Sono alcuni risultati della ricerca condotta da Quorum/YouTrend e Cattaneo Zanetto & Co su un campione di 94 parlamentari della legislatura nata lo scorso marzo per capire qual è la dieta mediatica di chi è chiamato a prendere decisioni sulla vita del Paese. Anche guardando all’online, torna quella che i curatori definiscono “discontinuità informativa” tra i gruppi parlamentari di maggioranza e opposizione: se i pentastellati portano ai primi due posti il sito del Fatto e dell’HuffPost, quelli democratici e forzisti scelgono soprattutto Repubblica e Ansa. Se, guardando soprattutto alle preferenze in tema di carta stampata, sembra esserci una divaricazione tra le scelte dei politici in Parlamento e le vendite, torna a esserci invece una sovrapposizione tra eletti ed elettori quando si passa al capitolo dell’affidabilità dei media: sul podio della ricerca su deputati e senatori ci sono Ansa, principale agenzia di stampa italiana (punteggio medio 8 su dieci), la britannica Bbc (7,5) e Il Sole 24 Ore (7,3); le due testate italiane sono quelle che risultavano in testa al “Brand trust scores” del Digital News Report, l’indagine annuale Reuters Institute per lo studio del giornalismo (al terzo posto c’era SkyTg24). Anche in questo caso si nota una diversità pentastellata: tra i quattro principali partiti M5S è l’unico a indicare il Fatto come il più attendibile (per gli altri è invece sempre l’Ansa).
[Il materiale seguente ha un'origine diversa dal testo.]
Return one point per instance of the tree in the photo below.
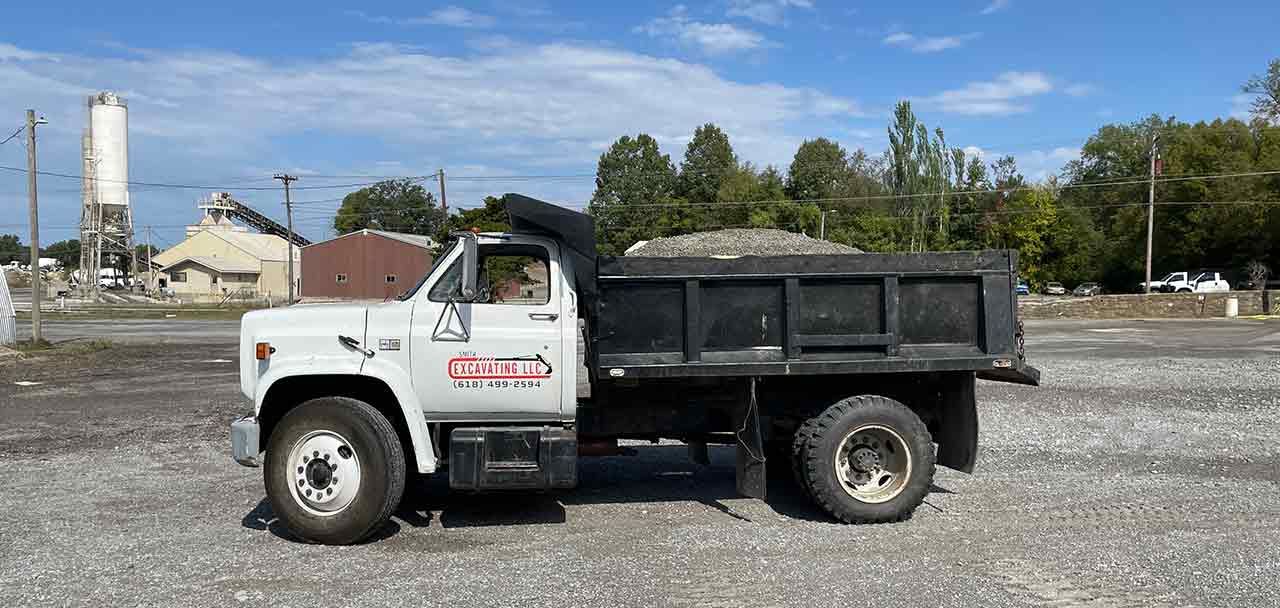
(818, 170)
(394, 205)
(920, 170)
(634, 195)
(1024, 227)
(708, 160)
(12, 248)
(1266, 88)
I media sono poi analizzati in base all’indice di polarizzazione (differenza tra gruppo che considera più vicino un certo media e il gruppo che lo considera più lontano): tra quelli «trasversali» ci sono Corriere della sera e Sole 24 Ore, Dagospia, il tg condotto da Enrico Mentana e due trasmissioni della 7 (Omnibus e L’aria che tira). C’è poi la “vicinanza”: dalle risposte dei parlamentari i tre media più vicini al governo risultano Fatto, TgLa7 e “Non è l’arena”, quelli più lontani Tg3, Repubblica e Foglio. Infine, le fake news: «Favoriscono le tendenze populiste?». Il 97% di dem e forzisti pensano di sì, solo il 4% di M5S e Lega concorda.